Apart from understanding the relationship between plant nutrient availability and soil pH, we should also know how to adjust the soil pH in order to achieve more favorable growing conditions for our crops:



  • Lime Application: To raise soil pH (i.e., make it less acidic), the most common liming agents used in Malaysia for oil palm are limestone and ground magnesium limestone (GML). The latter contains magnesium (Mg) and may be used to improve the soil Mg content. In Indonesia, dolomite is more commonly used to amend acidic soils and provide Mg nutrition. Dosage can range from 1 to 3 kg per palm per year, depending on your agronomist’s recommendations. Liming agents should not be applied together with urea, as it can cause severe nitrogen volatilization losses.

  • Bunch Ash Application: For oil palm growers with access to a palm oil mill, bunch ash is also a good way to amend acidic soils. It is also rich in potassium and contains small amounts of calcium, boron, phosphate, and other nutrients. Bunch ash is highly alkaline and caustic, so handle it with care. Apply up to 3 kg per palm, twice a year.

  • Organic Matter: Incorporating organic matter such as empty fruit bunches (EFB) or animal manure into the soil can help buffer pH and maintain it in the ideal range for a wide range of plants. Organic matter acts as a natural pH stabilizer and enhances the overall health of the soil. Animal manure and EFB are also rich in nitrogen and phosphorus and can supplement chemical fertilizer use.



Soil amendments to lower soil pH (i.e. make soil more acidic) are rare in Malaysia as soils here are already acidic.
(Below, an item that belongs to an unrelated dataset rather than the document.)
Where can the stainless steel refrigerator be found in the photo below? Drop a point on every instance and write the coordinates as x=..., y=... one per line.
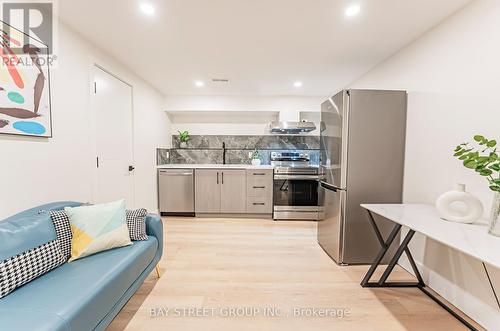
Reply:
x=361, y=161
However, it should also be noted that some of the chemical fertilizers we use such as ammonium sulfate, ammonium chloride, and MOP (potassium chloride) can further acidify soils over prolonged use. Therefore, there should be a system of monitoring soil pH in place.


Testing and Monitoring Soil pH

The key to successful soil pH management is regular testing and monitoring. It is recommended to send soil samples to a professional laboratory once every five years for a full analysis, while in-house monitoring can be done more frequently using soil pH testing kits. Professional testing is usually done at two different soil depths: 0 – 15 cm from the soil surface and 15 – 45 cm. Once you know your soil's pH, you can make informed decisions about making pH adjustments as necessary to suit your crop. Frequent monitoring ensures that your soil pH remains within the desired range, promoting healthy growth and high crop yields.


Conclusion

Soil pH is a fundamental factor in determining plant health and nutrient availability. It plays a pivotal role in regulating the solubility and mobility of essential nutrients, affecting the overall growth and productivity of plants. To optimize nutrient availability, it's crucial to maintain the appropriate pH level for your specific crops. Whether you need to raise or lower the pH of your soil, there are various methods available to help you achieve the desired pH range. Regular soil testing and monitoring are essential for ensuring that your plants receive the necessary nutrients and thrive in their environment. Understanding and managing soil pH is a fundamental skill for any grower looking to achieve healthy and productive crops.